Not long after Bush took office in 2001, he gazed into his Russian counterpart’s soul and famously liked what he saw. But relations deteriorated rapidly after Russia opposed the U.S.-led intervention in Iraq. Since then, what Moscow viewed as Washington’s meddling in elections in Georgia in 2003 and Ukraine in 2004 irked the Kremlin. The latest sore spot to emerge is the U.S. plan to stage a missile defense shield in Poland and the Czech Republic.
Given the litany of grievances, experts are not optimistic anything of substance will emerge out of the Kennebunkport meeting. Putin’s counteroffer to stage a missile system in Azerbaijan as opposed to Poland and the Czech Republic drew a lukewarm reaction from U.S. defense officials. Bush will also try to enlist Putin’s support for stricter sanctions against Iran, but Steven Pifer of the Center for Strategic and International Studies is doubtful (PDF) because “the Russians have a very different set of geopolitical and economic interests in Iran.” Finally, on Kosovo the two sides have also grown further apart, as the Kremlin digs in its heels in opposition to a UN Security Council resolution (AP) that offers phased-in independence for the Serbian province. “Domestically [Putin] cannot make a concession on Kosovo for fear of appearing weak and inconsistent,” (RussiaProfile.org) writes analyst Vladimir Frolov.
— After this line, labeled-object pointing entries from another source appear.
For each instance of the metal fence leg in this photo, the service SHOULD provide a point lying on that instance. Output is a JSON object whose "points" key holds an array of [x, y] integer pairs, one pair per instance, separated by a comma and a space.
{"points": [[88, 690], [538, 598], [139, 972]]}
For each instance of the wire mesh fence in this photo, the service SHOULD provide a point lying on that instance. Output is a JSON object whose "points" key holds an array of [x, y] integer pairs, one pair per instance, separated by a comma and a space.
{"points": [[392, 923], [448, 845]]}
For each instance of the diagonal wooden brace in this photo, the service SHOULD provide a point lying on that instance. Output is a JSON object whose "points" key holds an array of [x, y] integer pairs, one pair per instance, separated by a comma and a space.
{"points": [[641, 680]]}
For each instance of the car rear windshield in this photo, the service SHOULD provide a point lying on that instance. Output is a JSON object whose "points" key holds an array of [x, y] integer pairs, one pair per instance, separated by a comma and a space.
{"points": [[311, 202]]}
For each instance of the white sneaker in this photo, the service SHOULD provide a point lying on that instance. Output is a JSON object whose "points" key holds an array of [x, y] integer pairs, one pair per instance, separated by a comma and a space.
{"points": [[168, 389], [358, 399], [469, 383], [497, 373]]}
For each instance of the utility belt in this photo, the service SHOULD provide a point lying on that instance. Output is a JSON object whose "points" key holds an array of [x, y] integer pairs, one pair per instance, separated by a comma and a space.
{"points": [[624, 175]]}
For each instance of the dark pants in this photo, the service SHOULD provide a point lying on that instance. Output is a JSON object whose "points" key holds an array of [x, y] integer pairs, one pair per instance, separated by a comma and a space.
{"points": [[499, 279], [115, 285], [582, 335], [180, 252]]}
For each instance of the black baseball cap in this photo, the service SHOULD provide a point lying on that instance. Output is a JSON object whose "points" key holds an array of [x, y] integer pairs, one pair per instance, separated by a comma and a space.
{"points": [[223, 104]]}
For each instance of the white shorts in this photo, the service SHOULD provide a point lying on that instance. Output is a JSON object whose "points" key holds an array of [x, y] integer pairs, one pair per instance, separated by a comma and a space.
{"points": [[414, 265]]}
With all this in mind, some experts say the Kennebunkport summit is meant primarily to cement the outgoing presidents’ legacies. “I really don’t think that either of them want, as part of their legacy, a trashed U.S.-Russian relationship,” (PDF) Andrew C. Kuchins of the Center for Strategic and International Studies told reporters.
If this is the goal, an ongoing series of sharp comments by the Russian president won’t help. Putin recently took swipes at the United States for dropping atomic bombs on Japanese civilian populations in World War II (an earlier speech in May appeared to liken the United States to the Third Reich). Meanwhile, Putin has downplayed the extent of Stalin’s purges and accused Western academics of hyping Soviet-era atrocities to distort Russian history (GulfNews.com). Yevgeny Kiselyov, a political analyst, writes in the Moscow Times that Putin sounded “like a caricature of the Soviet polemicists.” This new Backgrounder examines Russia’s uneasy attempts to come to grips with its Stalinist past and how they continue to shape relations with the West and its “near abroad.”
Some experts, like Dmitri Trenin of the Carnegie Moscow Center, suggest that Russian foreign policy is “adrift” and “lacking in strategic priorities.” Others, including Joshua Kurlantzick, suggest an alternative world order, with China and Russia at center, may be in the offing. Similarly, Azar Gat of Tel Aviv University, writing in Foreign Affairs, warns of a rise in authoritarian capitalist regimes that would pose a challenge to the liberal democratic global order. Or as Ariel Cohen of the Heritage Foundation writes in the Washington Times, “The current elites define Russian strategic goals in a de-facto alliance with the Muslim world, particularly Iran and Syria, as well as with China [and] anti-status quo players such as Venezuela’s Hugo Chavez.”